Termini, 184 mila euro spariti e 21 in divisa indagati: la stazione che tradisce la fiducia
Roma Termini, furti alla Coin: 21 divise indagate e 44 persone sotto inchiesta. Ammanco 184mila euro, 90 episodi in pochi mesi
A Termini ci passi per partire, per tornare, per inseguire un orario. È un posto che ti guarda senza fermarsi: scale mobili, annunci, trolley, turisti con la mappa e romani che corrono. Eppure, dentro quel flusso, l’inchiesta su una serie di furti alla Coin di via Giolitti apre una scena quasi surreale: buste preparate, merce “messa da parte”, dispositivi anti-taccheggio rimossi, consegne rapide quando compaiono carabinieri e poliziotti. La Procura di Roma ipotizza furto aggravato: gli indagati sono 44, di cui 21 appartenenti alle forze dell’ordine.
Il negozio di via Giolitti dentro Termini: il luogo e il paradosso
Il punto vendita Coin non è un negozio qualunque. È dentro un hub cittadino, in uno spazio dove la sicurezza è parte del paesaggio: pattuglie, controlli, presenza costante della Polfer. Proprio questa normalità rende la vicenda difficile da digerire. Perché se l’ipotesi regge, il problema non è soltanto la sottrazione di merce: è l’idea di un confine che si confonde, di una routine che diventa abitudine anche quando dovrebbe fermarsi davanti a un dovere.

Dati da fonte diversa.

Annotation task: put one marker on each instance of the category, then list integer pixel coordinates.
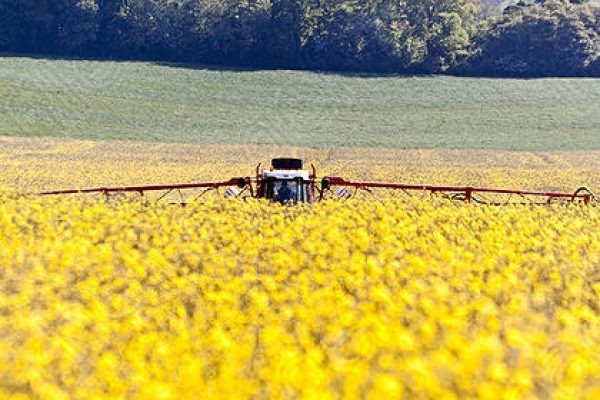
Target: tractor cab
(286, 182)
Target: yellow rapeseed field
(389, 297)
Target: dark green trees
(480, 37)
(549, 38)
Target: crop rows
(387, 298)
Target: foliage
(556, 38)
(431, 36)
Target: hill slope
(161, 103)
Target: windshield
(288, 191)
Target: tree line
(469, 37)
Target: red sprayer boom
(285, 181)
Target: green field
(164, 103)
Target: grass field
(382, 297)
(162, 103)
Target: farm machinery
(287, 182)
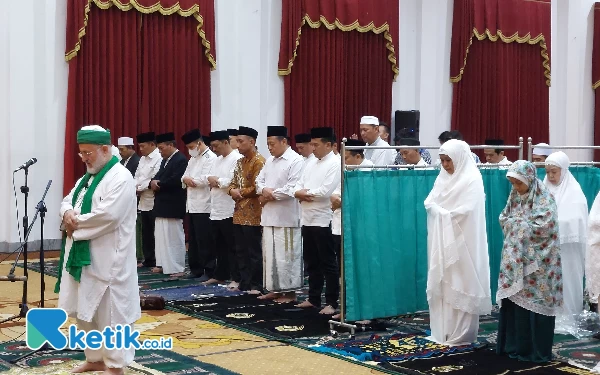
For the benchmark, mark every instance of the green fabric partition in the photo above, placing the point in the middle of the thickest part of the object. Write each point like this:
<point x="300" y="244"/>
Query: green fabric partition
<point x="385" y="236"/>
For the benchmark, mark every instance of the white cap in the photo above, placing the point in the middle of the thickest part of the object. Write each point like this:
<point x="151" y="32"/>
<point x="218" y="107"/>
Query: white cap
<point x="125" y="141"/>
<point x="115" y="152"/>
<point x="369" y="120"/>
<point x="542" y="151"/>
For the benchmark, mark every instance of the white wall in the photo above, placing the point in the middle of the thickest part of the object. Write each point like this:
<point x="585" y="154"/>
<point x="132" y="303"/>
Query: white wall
<point x="245" y="88"/>
<point x="424" y="63"/>
<point x="33" y="91"/>
<point x="571" y="94"/>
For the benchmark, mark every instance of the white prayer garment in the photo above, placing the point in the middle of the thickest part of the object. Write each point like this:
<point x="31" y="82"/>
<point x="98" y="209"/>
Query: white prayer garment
<point x="504" y="164"/>
<point x="308" y="159"/>
<point x="282" y="256"/>
<point x="199" y="167"/>
<point x="320" y="177"/>
<point x="572" y="221"/>
<point x="170" y="245"/>
<point x="107" y="293"/>
<point x="110" y="227"/>
<point x="592" y="257"/>
<point x="281" y="174"/>
<point x="336" y="222"/>
<point x="542" y="151"/>
<point x="280" y="219"/>
<point x="381" y="157"/>
<point x="147" y="169"/>
<point x="222" y="205"/>
<point x="458" y="280"/>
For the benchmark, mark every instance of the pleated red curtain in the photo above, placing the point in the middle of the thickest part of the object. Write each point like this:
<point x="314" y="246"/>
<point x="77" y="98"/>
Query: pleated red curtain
<point x="500" y="66"/>
<point x="338" y="59"/>
<point x="135" y="70"/>
<point x="596" y="78"/>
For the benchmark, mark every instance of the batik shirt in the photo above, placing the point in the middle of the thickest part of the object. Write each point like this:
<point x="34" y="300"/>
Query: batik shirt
<point x="530" y="269"/>
<point x="247" y="210"/>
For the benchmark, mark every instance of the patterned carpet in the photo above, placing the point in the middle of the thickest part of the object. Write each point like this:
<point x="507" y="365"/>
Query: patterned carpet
<point x="159" y="362"/>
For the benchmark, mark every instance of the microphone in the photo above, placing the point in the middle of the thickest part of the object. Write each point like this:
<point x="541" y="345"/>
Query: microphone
<point x="27" y="164"/>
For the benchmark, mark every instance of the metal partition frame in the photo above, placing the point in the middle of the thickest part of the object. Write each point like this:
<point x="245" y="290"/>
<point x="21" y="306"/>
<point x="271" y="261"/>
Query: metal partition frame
<point x="531" y="146"/>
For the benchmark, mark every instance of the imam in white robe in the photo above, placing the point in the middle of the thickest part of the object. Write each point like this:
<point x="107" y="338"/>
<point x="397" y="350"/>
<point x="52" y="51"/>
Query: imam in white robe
<point x="458" y="279"/>
<point x="110" y="228"/>
<point x="572" y="231"/>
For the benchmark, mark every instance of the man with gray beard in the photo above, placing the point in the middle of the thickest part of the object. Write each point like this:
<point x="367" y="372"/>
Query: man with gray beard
<point x="97" y="278"/>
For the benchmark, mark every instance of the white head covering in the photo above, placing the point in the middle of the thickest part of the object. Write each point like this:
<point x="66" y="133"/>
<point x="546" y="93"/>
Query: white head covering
<point x="542" y="151"/>
<point x="369" y="120"/>
<point x="570" y="200"/>
<point x="125" y="141"/>
<point x="115" y="152"/>
<point x="518" y="177"/>
<point x="456" y="235"/>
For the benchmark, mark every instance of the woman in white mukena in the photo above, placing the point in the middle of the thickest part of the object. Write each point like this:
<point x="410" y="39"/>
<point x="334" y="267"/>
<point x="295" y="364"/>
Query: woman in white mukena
<point x="458" y="280"/>
<point x="572" y="231"/>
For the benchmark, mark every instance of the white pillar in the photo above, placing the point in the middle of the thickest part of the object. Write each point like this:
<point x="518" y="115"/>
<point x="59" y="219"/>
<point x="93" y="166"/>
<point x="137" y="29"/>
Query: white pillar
<point x="571" y="94"/>
<point x="246" y="89"/>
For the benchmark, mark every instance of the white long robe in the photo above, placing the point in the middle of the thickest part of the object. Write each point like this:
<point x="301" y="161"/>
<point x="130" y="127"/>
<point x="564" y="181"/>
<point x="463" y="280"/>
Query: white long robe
<point x="592" y="256"/>
<point x="110" y="227"/>
<point x="572" y="221"/>
<point x="458" y="280"/>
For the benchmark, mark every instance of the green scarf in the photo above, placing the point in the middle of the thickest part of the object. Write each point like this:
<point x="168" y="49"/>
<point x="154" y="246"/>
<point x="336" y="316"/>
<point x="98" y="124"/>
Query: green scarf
<point x="79" y="256"/>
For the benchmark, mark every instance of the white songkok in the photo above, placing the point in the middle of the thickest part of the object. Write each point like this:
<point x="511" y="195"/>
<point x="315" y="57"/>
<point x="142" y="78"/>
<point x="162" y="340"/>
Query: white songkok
<point x="542" y="151"/>
<point x="125" y="141"/>
<point x="369" y="120"/>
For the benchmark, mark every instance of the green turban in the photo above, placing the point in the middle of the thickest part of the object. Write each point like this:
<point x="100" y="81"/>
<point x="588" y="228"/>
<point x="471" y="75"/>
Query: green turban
<point x="94" y="135"/>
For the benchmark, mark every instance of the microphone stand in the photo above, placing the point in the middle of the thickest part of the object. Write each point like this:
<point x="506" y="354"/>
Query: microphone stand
<point x="41" y="211"/>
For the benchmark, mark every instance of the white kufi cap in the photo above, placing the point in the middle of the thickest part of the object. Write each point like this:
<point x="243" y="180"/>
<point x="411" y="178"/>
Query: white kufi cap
<point x="369" y="120"/>
<point x="125" y="141"/>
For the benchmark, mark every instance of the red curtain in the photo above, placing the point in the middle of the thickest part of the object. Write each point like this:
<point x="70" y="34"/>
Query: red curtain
<point x="344" y="63"/>
<point x="134" y="72"/>
<point x="500" y="65"/>
<point x="596" y="78"/>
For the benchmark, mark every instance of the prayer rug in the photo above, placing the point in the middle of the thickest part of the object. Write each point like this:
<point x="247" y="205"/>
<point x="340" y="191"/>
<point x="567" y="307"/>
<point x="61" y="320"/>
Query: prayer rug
<point x="390" y="348"/>
<point x="163" y="361"/>
<point x="484" y="361"/>
<point x="190" y="292"/>
<point x="585" y="351"/>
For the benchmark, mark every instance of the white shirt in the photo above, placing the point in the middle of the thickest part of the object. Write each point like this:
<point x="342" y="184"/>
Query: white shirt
<point x="222" y="204"/>
<point x="110" y="228"/>
<point x="198" y="169"/>
<point x="281" y="174"/>
<point x="320" y="177"/>
<point x="381" y="157"/>
<point x="147" y="169"/>
<point x="336" y="222"/>
<point x="309" y="159"/>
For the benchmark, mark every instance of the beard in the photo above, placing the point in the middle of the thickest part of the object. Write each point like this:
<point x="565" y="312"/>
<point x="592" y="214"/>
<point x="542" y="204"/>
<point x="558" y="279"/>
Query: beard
<point x="98" y="164"/>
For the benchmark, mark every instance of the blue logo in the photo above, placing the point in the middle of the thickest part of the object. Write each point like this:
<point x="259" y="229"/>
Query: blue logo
<point x="43" y="326"/>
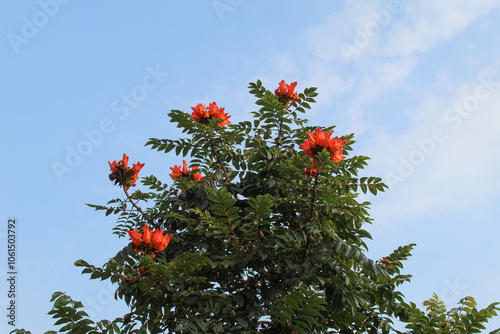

L’ammanco da 184 mila euro: la spia che accende l’allarme
Tutto parte da un numero: 184 mila euro di merce mancante, emersa con l’inventario. Percentuali fuori scala rispetto a quelle considerate “normali” nel settore, tanto da far scattare la decisione più drastica: guardare, registrare, ricostruire. Da lì, telecamere e verifiche avrebbero portato a individuare un metodo ripetuto, capace di accumulare piccoli prelievi fino a un “buco” enorme.
La cassiera indicata come perno: merce accantonata e buste pronte
La ricostruzione pubblicata parla di una cassiera come fulcro operativo: merce selezionata, nascosta in un armadio o in un locale vicino, placche anti-taccheggio tolte, buste predisposte. A quel punto, la consegna. Non un film, non una rapina, ma un gesto “semplice” che proprio per questo, ripetuto, diventa devastante. E qui scatta una domanda che a Roma rimbalza veloce: com’è possibile che accada in un posto dove tutti guardano tutti?
Novanta episodi in pochi mesi: la città dei dettagli che nessuno nota
I casi contestati sarebbero circa 90, concentrati in tre o quattro mesi. Il dato spiega il resto: tante volte, importi contenuti, un ritmo regolare. In una stazione come Termini, dove ogni giorno succedono mille cose, le piccole anomalie rischiano di diventare invisibili. Finché non arriva l’inventario, finché non arrivano i filmati, finché non arriva un fascicolo.
Ventuno divise indagate: Polfer e Arma, gradi e uffici
Fra gli indagati figurano 9 poliziotti (inclusi profili Polfer) e 12 carabinieri in servizio nello scalo. È doveroso ricordare che l’indagine non equivale a colpevolezza e che ogni posizione sarà valutata. Ma, per chi vive Roma, il colpo è emotivo prima ancora che giudiziario: Termini è un posto dove cerchi protezione quando ti senti perso, non un luogo da cui difenderti anche se hai davanti un distintivo.
Cosa resta adesso: fiducia, controlli, risposte concrete
In città c’è chi generalizza e chi, al contrario, pretende di non vedere. La verità sta altrove: nella necessità di controlli interni seri, di protocolli chiari, di reazioni disciplinari tempestive se i fatti saranno confermati. Perché Roma non ha bisogno di crociate, ha bisogno di regole che funzionano. Termini, più di ogni altro luogo, non può permettersi ambiguità: lì passa la città intera, e ogni episodio diventa racconto collettivo.